Sofia Borges Pereira, vogal do Instituto da Segurança Social, salientou que as pessoas receberam alta hospitalar “não de cuidados agudos, mas precisam de cuidados clínicos permanentes”. A responsável referiu que nos últimos três anos, “cerca de 15% de todas as referenciações” que receberam para integração de pessoas em estruturas residenciais vieram de altas dos hospitais.

“Temos procurado alargar um conjunto de actividades para dar resposta e também a atenção necessária às famílias e aos cuidadores familiares. Se tudo correr bem, no próximo mês iniciaremos as primeiras experiências piloto com os cuidadores informais”, disse Sofia Pereira, destacando ainda o aumento feito nas pensões mais baixas e o reforço dos valores dos complementos de dependência e solidário a idosos.

“Temos de partir da lógica da promoção da autonomia. Temos de trabalhar muito na reabilitação das várias doenças crónicas”, afirmou Sofia Borges Pereira, considerando por isso que deve haver um reforço da RNCCI e não tanto de estruturas residenciais como lares. “O barómetro veio mostrar que não dá a resposta social que a maior parte das pessoas está à espera”, disse, salientando que a Segurança Social triplicou a capacidade instalada na última década. Segundo a mesma, a Segurança Social tem contractualizadas “233 mil lugares de respostas sociais residenciais só para pessoas idosas” e que a oferta está praticamente toda esgotada.
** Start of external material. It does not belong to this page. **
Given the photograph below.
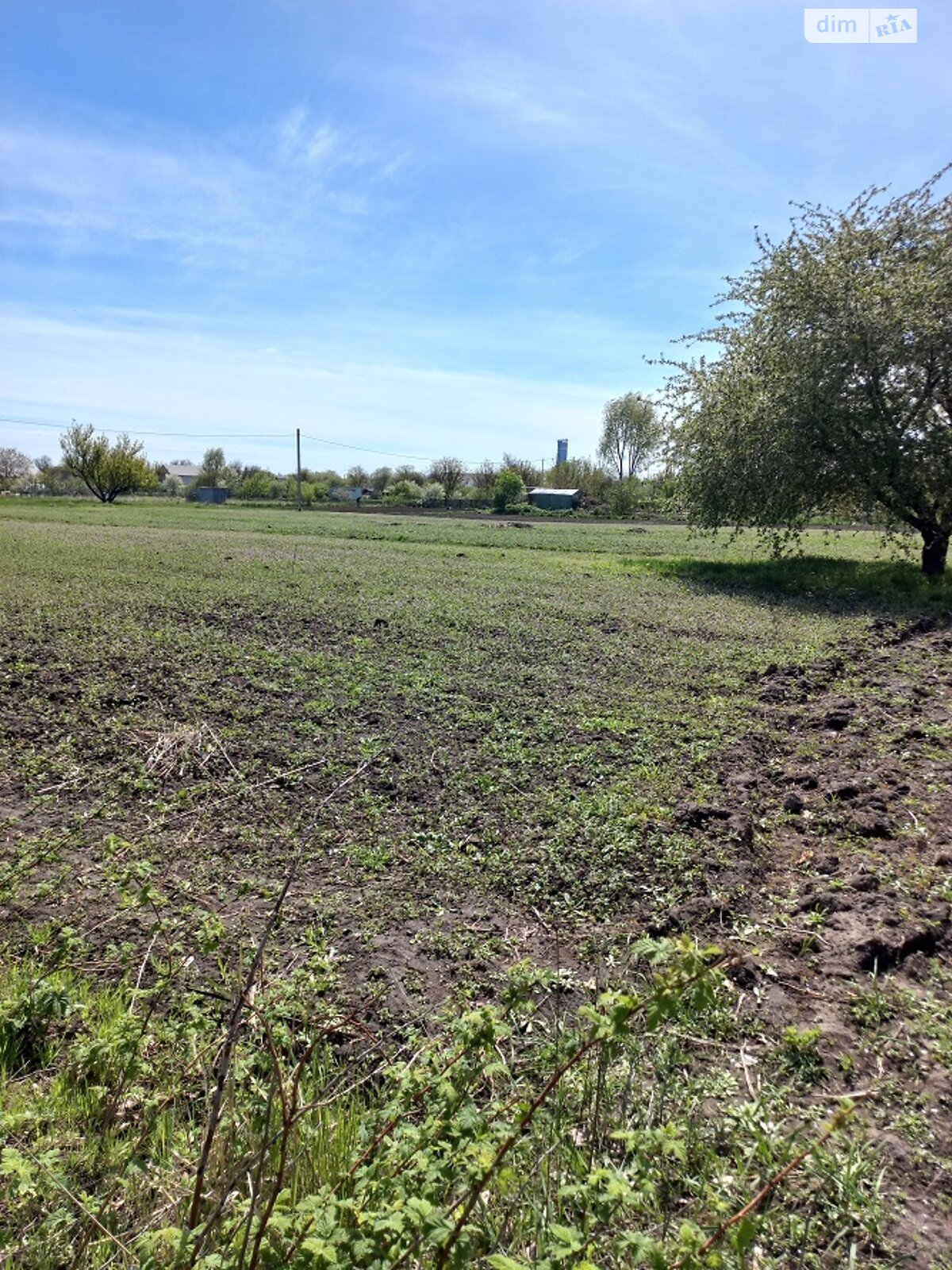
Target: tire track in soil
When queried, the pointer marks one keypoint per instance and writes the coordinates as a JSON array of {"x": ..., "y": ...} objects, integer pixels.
[{"x": 843, "y": 803}]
Purificação Gandra, uma das coordenadoras nacional da RNCCI, sublinhou o crescimento da rede ao longo dos anos, embora reconhecendo que “a oferta se tem mostrado sempre insuficiente”. A responsável lembrou que apesar do aumento de pessoas a aguardar por uma resposta da rede, o tempo de espera diminuiu, o que considera um bom sinal e de confiança neste tipo de resposta. E lembrou que a RNCCI oferece uma intervenção para reabilitação dos utentes para a fase seguinte da sua vida, que pode passar pela colocação da pessoa numa outra estrutura. “A rede não pode ser uma resposta para toda a vida”, disse.
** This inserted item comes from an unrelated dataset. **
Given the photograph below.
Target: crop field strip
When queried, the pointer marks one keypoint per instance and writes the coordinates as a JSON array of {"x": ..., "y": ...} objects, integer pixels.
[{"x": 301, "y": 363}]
Questionado sobre os internamentos sociais na conferência de imprensa sobre o balanço da covid em Portugal, o secretário de Estado da Saúde admitiu que é um problema que os “preocupa há bastante tempo” e disse ser “natural que se possa ter agudizado um pouco com o surto epidémico.” António Lacerda Sales admitiu que a situação representa “um enorme desafio para o planeamento de políticas sociais” e referiu a resposta da RNCCI, reconhecendo que esta pode melhorar. “Temos neste momento uma cobertura de 64% dispersa pelas diferentes regiões, temos alargado estas respostas. Este ano foram autorizadas já cerca de 570 camas para uma meta até ao final do ano de cerca de 800 camas. Parece que é significativo e melhorará de uma forma significativa a nossa resposta”, disse.